No BE ainda há marxistas-leninistas?

Depende do que quer dizer com o conceito marxista-leninista.
[Esta frase traduzida significa sim.] Há leninistas certamente, há leninistas que são marxistas. Agora o marxismo-leninismo foi entendido muitas vezes como uma representação do estalinismo e isso não há.

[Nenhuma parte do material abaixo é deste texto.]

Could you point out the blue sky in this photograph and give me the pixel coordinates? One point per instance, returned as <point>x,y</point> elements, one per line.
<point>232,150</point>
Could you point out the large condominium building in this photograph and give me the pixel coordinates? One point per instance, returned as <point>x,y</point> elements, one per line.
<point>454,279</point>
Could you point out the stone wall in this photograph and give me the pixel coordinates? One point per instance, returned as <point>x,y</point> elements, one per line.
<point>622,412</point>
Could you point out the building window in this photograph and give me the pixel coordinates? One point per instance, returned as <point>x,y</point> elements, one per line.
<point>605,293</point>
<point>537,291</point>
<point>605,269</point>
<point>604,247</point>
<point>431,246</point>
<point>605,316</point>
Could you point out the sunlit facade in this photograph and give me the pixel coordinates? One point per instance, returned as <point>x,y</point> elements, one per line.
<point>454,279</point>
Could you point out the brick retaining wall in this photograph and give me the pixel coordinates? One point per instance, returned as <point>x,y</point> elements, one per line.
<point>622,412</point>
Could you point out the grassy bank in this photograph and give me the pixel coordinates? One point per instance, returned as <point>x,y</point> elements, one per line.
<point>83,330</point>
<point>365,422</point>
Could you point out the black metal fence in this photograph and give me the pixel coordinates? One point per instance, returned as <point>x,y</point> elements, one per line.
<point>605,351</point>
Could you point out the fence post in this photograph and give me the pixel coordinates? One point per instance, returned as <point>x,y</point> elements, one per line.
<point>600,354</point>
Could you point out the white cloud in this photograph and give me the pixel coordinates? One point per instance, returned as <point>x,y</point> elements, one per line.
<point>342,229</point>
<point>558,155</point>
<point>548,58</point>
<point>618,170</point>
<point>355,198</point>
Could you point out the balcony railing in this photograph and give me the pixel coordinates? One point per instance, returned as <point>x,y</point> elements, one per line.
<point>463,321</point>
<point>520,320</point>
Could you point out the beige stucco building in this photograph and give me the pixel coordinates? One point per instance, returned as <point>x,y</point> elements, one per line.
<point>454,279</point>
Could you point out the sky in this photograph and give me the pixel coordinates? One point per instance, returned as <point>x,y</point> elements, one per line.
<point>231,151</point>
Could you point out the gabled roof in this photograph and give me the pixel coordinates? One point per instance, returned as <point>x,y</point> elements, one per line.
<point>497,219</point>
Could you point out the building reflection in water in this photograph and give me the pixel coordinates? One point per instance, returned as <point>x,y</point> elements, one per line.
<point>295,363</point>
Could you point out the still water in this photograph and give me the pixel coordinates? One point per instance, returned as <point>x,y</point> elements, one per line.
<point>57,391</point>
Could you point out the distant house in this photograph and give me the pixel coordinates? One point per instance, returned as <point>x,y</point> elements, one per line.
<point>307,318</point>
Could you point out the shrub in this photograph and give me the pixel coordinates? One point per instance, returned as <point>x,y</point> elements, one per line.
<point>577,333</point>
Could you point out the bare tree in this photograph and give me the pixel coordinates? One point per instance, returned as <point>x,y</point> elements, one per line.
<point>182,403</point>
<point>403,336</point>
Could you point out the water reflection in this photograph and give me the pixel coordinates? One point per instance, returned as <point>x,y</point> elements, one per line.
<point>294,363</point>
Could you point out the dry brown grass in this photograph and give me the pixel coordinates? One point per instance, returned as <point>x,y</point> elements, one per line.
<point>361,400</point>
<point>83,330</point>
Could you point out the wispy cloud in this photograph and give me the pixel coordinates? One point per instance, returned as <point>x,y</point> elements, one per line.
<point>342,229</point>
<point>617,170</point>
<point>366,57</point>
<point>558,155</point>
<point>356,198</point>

Como há não marxistas.

Mas o BE como movimento identifica-se com o leninismo?

Não, o BE não tem que se identificar com o leninismo.

[Resposta ambígua, este "não tem que" é mais que dúbio.]

Portanto, não há ideologia única?

Não há nem vai haver. Como sabe, aliás, o BE nasceu e só podia ter nascido assim não por uma fusão ideológica que reinterpretasse o passado, mas por uma definição da agenda política e do programa. O programa constrói-se na luta social, nas alternativas políticas para o país, para a Europa. E foi isso que nos permitiu aprender um nível de política completamente distinto do que a esquerda radical tinha feito em Portugal durante 30 anos. Nós mudámos completamente a capacidade de actuação política e social, tornando-nos uma força política influente

[Fuga em frente, nada é concreto. Um novo conceito aqui se aplica: enguiismo ideológico.]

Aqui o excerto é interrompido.